Наш лучший в округе фельдшер дядя Миша, к которому мы догадались препроводить Пашку, прямо на дому обработал его пораненную руку и забинтовал настоящим бинтом, однако отставший ломтик мяса, державшийся на коже, просто отстриг, решив, что он не приживётся. И у Пашки, как уже сказано мною, на ребре ладони остался грубый шрам на всю жизнь. Памятная метка о незадачливом походе за травой с таким лёгким да ловким, однако и весьма опасным инструментом. Не зря, видно, мы, встречаясь в жизни с чем-либо неприятным и болезненным, невольно вспоминаем народное присловье: «Как серпом по шее…» А у иных вырывается при этом и словцо покрепче — о более чувствительных частях тела.

Кстати, когда я впервые прочитал или, может, услышал в песне строки поэта Некрасова: «Приподнимая косулю тяжёлую, Баба порезала ноженьку голую — Некогда кровь унимать!», то, помнится, подумал: «Это как же она, милая, косулей-то порезала ногу? Ведь коса — на длинном косовище, и лезвие довольно далеко отстоит от «ноженьки». При косьбе травы косой-литовкой разве что «подрезают пятки» впереди идущему косарю, если он зазевался. Да и то их подрезают, лишь образно говоря. А всерьёз порезать свои ноженьки-рученьки можно скорее серпом. Это я знал сызмала по личному опыту. Ибо мне приходилось с серпом в руках «бороться с сорняками» не только в отцовском огороде (особенно — со жгучей крапивой вдоль городьбы), но и на общественных полях, в том числе — и хлебных.

3.

Теперь, наверно, удивятся многие, если я скажу, что мы, деревенские ребятишки, когда-то пололи зелёные поля злаковых культур (да, да, всходы пшеницы, ржи, овса), притом делали это с помощью серпов. Ныне едва ли кто полет огромные хлебные полосы, тем более — вручную. Слишком уж хлопотно и невыгодно. А в прошлые времена это было привычным делом. По крайней мере, в нашей четвёртой бригаде, в которой бригадирил мой отец. Мы, мальчишки, девчонки, в пору каникул собирались в небольшие звенья, человек по пять-семь, брали серпы и, вытянувшись этаким фронтом, шли в атаку вдоль поля по междурядьям, срубая на пути колючий осот и жабрей, жирный молочай, кусты кислицы с белыми кашками на стеблях и прочие «злостные» сорняки, вымахавшие до особо наглых размеров.

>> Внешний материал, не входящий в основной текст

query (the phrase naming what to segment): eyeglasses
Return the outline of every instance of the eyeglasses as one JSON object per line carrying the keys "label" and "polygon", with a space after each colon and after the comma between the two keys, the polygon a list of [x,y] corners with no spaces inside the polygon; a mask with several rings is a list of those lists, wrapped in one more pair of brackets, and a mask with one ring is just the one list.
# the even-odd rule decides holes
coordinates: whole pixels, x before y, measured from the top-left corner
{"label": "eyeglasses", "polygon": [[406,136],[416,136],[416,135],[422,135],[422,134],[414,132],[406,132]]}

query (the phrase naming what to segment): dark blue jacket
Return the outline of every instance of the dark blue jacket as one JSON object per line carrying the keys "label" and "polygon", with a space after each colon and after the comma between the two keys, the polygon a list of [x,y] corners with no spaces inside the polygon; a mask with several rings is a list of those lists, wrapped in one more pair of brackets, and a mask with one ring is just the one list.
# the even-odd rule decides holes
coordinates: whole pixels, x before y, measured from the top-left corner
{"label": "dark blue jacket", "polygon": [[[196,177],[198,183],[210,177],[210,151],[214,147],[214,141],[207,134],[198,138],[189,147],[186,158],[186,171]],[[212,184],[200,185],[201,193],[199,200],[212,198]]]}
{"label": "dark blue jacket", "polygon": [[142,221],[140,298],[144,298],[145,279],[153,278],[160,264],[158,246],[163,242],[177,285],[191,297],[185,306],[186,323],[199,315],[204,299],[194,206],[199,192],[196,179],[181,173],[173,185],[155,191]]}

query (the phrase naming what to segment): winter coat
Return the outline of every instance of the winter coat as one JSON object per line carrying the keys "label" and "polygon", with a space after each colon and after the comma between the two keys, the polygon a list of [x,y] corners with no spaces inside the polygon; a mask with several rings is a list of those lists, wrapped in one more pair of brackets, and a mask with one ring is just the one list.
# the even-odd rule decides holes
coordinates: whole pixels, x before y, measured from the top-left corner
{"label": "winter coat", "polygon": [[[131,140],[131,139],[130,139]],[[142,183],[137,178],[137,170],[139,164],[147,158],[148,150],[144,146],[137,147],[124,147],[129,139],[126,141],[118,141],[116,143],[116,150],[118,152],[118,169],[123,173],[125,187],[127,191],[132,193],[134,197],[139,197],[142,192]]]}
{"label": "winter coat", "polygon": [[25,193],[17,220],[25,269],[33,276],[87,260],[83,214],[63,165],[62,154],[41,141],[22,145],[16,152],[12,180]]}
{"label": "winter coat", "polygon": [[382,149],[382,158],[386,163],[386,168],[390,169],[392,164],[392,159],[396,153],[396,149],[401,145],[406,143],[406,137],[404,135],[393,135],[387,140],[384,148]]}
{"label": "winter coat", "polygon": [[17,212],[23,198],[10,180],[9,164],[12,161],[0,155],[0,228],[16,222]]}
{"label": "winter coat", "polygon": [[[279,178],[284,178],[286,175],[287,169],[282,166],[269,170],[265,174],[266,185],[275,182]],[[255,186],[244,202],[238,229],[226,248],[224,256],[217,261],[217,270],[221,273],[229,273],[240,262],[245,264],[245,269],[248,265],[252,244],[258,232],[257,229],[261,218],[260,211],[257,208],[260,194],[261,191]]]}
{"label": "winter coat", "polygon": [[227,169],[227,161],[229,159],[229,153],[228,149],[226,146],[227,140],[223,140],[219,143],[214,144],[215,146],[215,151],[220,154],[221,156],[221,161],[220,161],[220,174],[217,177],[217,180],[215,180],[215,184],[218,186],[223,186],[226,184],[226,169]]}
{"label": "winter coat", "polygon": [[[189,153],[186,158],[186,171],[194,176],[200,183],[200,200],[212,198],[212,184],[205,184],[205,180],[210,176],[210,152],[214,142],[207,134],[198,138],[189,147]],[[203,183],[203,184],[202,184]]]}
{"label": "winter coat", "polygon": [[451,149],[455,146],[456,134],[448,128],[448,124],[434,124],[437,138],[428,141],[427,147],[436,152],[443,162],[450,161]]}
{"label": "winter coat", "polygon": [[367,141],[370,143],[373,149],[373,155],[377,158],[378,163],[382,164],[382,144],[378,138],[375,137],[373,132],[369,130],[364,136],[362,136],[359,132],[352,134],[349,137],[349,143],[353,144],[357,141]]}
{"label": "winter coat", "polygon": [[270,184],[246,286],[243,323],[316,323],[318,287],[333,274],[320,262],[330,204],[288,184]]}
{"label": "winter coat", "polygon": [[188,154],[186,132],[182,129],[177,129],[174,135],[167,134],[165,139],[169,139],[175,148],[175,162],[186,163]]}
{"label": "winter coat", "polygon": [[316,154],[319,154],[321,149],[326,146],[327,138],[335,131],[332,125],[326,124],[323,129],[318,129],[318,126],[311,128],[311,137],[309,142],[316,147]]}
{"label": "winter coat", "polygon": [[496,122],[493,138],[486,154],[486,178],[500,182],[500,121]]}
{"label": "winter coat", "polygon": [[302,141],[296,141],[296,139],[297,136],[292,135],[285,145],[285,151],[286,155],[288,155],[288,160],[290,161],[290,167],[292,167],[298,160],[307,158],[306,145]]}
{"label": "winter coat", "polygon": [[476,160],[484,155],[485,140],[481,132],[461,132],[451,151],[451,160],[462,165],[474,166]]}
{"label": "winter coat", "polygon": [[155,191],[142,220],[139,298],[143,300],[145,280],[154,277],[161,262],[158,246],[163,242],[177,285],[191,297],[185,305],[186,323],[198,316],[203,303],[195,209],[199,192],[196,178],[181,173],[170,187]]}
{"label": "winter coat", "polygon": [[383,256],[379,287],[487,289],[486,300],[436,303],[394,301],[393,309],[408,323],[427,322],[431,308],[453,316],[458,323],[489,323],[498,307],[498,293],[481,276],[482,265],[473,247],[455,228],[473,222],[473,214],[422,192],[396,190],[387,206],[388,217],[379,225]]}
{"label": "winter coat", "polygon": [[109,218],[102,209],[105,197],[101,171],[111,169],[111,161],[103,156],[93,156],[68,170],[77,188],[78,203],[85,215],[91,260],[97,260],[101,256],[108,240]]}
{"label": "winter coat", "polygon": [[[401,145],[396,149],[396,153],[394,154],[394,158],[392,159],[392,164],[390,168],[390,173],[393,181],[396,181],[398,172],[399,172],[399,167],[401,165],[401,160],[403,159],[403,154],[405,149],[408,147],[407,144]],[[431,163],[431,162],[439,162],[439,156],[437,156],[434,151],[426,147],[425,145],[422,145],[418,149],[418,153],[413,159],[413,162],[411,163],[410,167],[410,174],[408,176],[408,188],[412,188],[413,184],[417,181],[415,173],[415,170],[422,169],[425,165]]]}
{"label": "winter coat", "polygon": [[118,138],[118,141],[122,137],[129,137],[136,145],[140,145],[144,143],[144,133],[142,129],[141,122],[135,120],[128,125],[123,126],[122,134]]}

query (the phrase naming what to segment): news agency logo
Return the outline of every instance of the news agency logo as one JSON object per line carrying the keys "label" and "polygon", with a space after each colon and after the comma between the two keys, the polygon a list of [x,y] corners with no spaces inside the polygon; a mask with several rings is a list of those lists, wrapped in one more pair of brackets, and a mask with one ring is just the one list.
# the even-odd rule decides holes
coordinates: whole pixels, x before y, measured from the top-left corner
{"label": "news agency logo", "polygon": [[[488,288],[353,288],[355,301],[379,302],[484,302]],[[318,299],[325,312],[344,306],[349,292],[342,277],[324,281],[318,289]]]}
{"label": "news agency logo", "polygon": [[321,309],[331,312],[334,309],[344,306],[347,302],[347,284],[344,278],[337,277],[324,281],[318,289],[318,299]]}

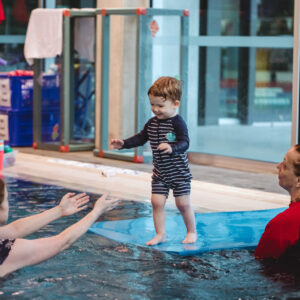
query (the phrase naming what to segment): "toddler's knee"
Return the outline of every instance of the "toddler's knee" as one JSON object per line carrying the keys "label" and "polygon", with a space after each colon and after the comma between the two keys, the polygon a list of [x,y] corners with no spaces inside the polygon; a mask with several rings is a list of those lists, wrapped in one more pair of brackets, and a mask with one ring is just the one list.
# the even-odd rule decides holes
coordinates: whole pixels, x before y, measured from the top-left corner
{"label": "toddler's knee", "polygon": [[152,203],[152,208],[153,209],[161,209],[164,208],[164,205],[162,203],[156,202],[156,201],[151,201]]}
{"label": "toddler's knee", "polygon": [[179,211],[185,212],[190,209],[190,204],[189,203],[176,203],[176,206]]}
{"label": "toddler's knee", "polygon": [[158,201],[157,199],[151,199],[151,204],[153,209],[164,208],[165,202]]}

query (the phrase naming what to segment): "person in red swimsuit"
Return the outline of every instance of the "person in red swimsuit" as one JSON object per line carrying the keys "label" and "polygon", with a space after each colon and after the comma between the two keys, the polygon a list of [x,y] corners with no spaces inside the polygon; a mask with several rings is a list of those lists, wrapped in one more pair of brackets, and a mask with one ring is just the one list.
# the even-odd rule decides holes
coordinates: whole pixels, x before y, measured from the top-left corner
{"label": "person in red swimsuit", "polygon": [[[0,179],[0,225],[5,224],[8,219],[7,196],[5,183]],[[0,277],[25,266],[45,261],[67,249],[89,229],[100,215],[118,204],[118,199],[106,198],[107,195],[100,197],[91,212],[55,236],[31,240],[23,238],[54,220],[85,209],[89,196],[85,193],[77,195],[67,193],[60,203],[51,209],[0,226]]]}
{"label": "person in red swimsuit", "polygon": [[[255,250],[255,258],[281,258],[300,240],[300,144],[293,146],[277,166],[279,185],[291,196],[289,208],[274,217]],[[298,247],[299,248],[299,247]],[[297,249],[298,249],[297,248]],[[300,253],[299,253],[300,257]]]}

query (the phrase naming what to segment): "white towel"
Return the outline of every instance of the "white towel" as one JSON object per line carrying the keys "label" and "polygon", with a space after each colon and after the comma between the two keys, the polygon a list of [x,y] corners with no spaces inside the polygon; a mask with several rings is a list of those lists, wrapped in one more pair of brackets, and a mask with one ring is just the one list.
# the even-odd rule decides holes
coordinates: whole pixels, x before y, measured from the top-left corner
{"label": "white towel", "polygon": [[64,9],[37,8],[31,12],[24,56],[29,65],[34,58],[55,57],[62,53]]}

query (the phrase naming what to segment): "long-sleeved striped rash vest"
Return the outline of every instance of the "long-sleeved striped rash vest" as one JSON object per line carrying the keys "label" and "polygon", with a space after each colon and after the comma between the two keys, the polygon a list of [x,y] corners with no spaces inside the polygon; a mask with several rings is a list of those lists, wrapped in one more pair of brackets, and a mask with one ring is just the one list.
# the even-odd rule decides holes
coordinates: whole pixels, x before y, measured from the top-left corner
{"label": "long-sleeved striped rash vest", "polygon": [[[165,120],[151,118],[140,133],[124,140],[123,148],[142,146],[147,141],[150,141],[153,153],[152,193],[167,197],[171,188],[175,197],[190,194],[192,175],[185,153],[189,147],[189,136],[182,117],[176,115]],[[172,153],[163,154],[157,150],[161,143],[170,144]]]}

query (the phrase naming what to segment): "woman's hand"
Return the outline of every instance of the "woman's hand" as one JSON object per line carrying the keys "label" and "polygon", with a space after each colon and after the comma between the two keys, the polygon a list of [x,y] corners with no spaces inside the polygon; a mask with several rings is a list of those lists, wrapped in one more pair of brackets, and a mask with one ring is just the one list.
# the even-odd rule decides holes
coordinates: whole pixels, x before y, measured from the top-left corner
{"label": "woman's hand", "polygon": [[123,147],[123,145],[124,145],[124,141],[123,140],[119,140],[119,139],[112,139],[110,141],[110,145],[113,147],[113,149],[120,150]]}
{"label": "woman's hand", "polygon": [[173,152],[172,147],[168,143],[159,144],[157,150],[162,151],[162,153],[169,153],[169,154]]}
{"label": "woman's hand", "polygon": [[59,207],[61,209],[62,216],[73,215],[85,208],[87,208],[87,203],[90,197],[86,193],[81,193],[75,195],[75,193],[67,193],[60,200]]}
{"label": "woman's hand", "polygon": [[119,204],[119,199],[107,199],[107,196],[108,194],[106,193],[95,202],[93,211],[95,211],[99,216],[114,209]]}

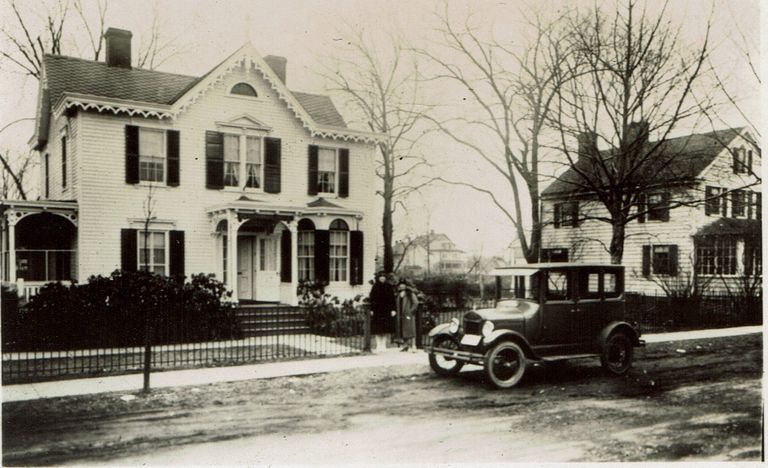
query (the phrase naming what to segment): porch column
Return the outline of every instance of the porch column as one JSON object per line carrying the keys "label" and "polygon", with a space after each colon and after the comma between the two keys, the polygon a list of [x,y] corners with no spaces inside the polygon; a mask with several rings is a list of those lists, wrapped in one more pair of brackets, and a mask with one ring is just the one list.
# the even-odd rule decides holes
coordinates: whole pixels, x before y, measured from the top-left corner
{"label": "porch column", "polygon": [[[10,214],[10,216],[8,216]],[[8,281],[16,282],[16,213],[6,213],[8,222]],[[21,291],[19,291],[21,292]]]}
{"label": "porch column", "polygon": [[239,300],[237,293],[237,231],[240,223],[237,215],[227,212],[227,285],[232,290],[232,300]]}
{"label": "porch column", "polygon": [[294,218],[288,222],[288,231],[291,233],[291,291],[292,302],[298,303],[296,288],[299,287],[299,222]]}

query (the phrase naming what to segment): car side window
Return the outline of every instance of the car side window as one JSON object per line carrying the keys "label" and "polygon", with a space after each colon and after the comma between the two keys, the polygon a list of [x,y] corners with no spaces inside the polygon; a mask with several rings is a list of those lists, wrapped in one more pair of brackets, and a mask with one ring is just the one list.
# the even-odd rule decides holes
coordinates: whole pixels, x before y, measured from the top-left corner
{"label": "car side window", "polygon": [[600,298],[600,272],[582,271],[579,276],[579,297],[581,299]]}
{"label": "car side window", "polygon": [[570,298],[568,290],[568,273],[550,271],[547,275],[547,299],[558,301]]}
{"label": "car side window", "polygon": [[603,293],[605,297],[619,297],[619,281],[616,273],[603,274]]}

Забавная деталь. Эти наши прополки хлебов нередко прерывались грозами и ливнями. И вот когда, вынужденные оставить работу в поле, превратившемся в грязное месиво, мы бежали домой, то при каждом громовом ударе дружно выбрасывали из рук наши серпы, кто на дорогу перед собой, а кто и в воздух, точно бумеранги. Некоторые при этом, чаще — девчонки, более непосредственные в выражении чувств, испуганно творили молитву и размашисто крестились. Было такое поверье: отбрось от себя серп во время грозы, иначе — убьёт…

Так поступали и взрослые жнецы, точнее сказать — жницы, ибо жатва серпом была делом почти исключительно женским. И мне, как ни странно это ныне сознавать, довелось ещё видеть собственными глазами настоящих жниц, срезавших серпами зрелые хлеба. Зачастую — рожь, потому как она первой подходила к жатве, когда большая хлебоуборочная страда только начиналась, и жнейки да комбайны лишь настраивались на неё, тарахтя возле кузницы. А также и потому, что хлебостой ржи обычно удавался таким густым и высоким (по слову отца, заедешь на лошади — и дуги не видно), что косить его жнейками, а тем более комбайнами было несподручно. К тому же комбайнов, тогда это были одни прицепные «Коммунары» и «Сталинцы», на уборку всех хлебов в колхозе не хватало.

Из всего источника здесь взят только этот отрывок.